The soul suck is real: I saw a tweet last week from someone whose commute neighbour had clipped his fingernail on to her lap. Yet, there issomething in this idea that commuting can be mentally beneficial. My past commutes have been a mixed bunch: the best was the Brussels tram stuffed with garrulous eccentrics (including one man who mused for 20 minutes about whether it would be possible to milk a rabbit). The absolute nadir was schlepping to Brentford with morning sickness; the sight of an Upper Crust can still make me heave.
Now I’m working from home I don’t stop working so much as lapse into blank staring. I used to walk the dog, but now he’s so old and baffled by his own limbs, he barely gets through the front door before demanding to go back inside. Instead, I move to the sofa for more motionless sitting, frequently ignoring the large, bright rectangle in the corner of the room in favour of the small, sweaty rectangle in my hand, rationalising that someone might need me urgently. No one ever needs me urgently, but I will continue queasily poking my phone, perhaps doing some light catastrophising as I brush my teeth, then falling asleep to dream of mistakes and lawsuits.
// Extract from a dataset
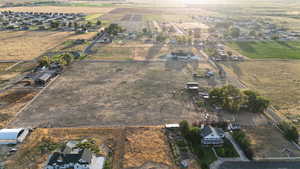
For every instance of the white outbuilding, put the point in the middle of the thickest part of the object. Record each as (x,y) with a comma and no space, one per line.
(13,136)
The bleed of work into not-work happens to everyone now that reminders are available in our pocket 24/7, but for homeworkers, especially, the blurred physical boundaries are bound to erode mental ones. Right-to-disconnect campaigners are valiantly trying to legislate around this and the wider expectation of workers being permanently available, but part of the problem is human nature, and that may be harder to address. I occasionally think longingly about the TV series Severance, in which the characters’ work and home selves are completely separate, a switch in their surgically altered brains flipped by their creepy corporation employer in the lift. Admittedly, it’s not – spoiler alert – an unqualified success.
Perhaps a “temporal” liminal space does help. I asked how others wind down. Mostly it involved drinking. Other options included gardening, knitting, snacks, gaming, piano, lying on the bed and moaning or watching men try out labour simulators on YouTube. A French person suggested a “sieste”, which I assume means sex. I’ve tried a couple of the suggestions. Alcohol: effective but probably unsustainable. Moaning: what I do all day. Gardening: at this time of year it’s just poking muddy sticks. Crisps are great – each crunch a tiny exhalation of stress – but I’m still looking.
We don’t need to commute, but wherever we work, we need a way to assert we are more than our jobs, more also than parents or partners or people with dishwashers to empty and bills to pay. What’s yours?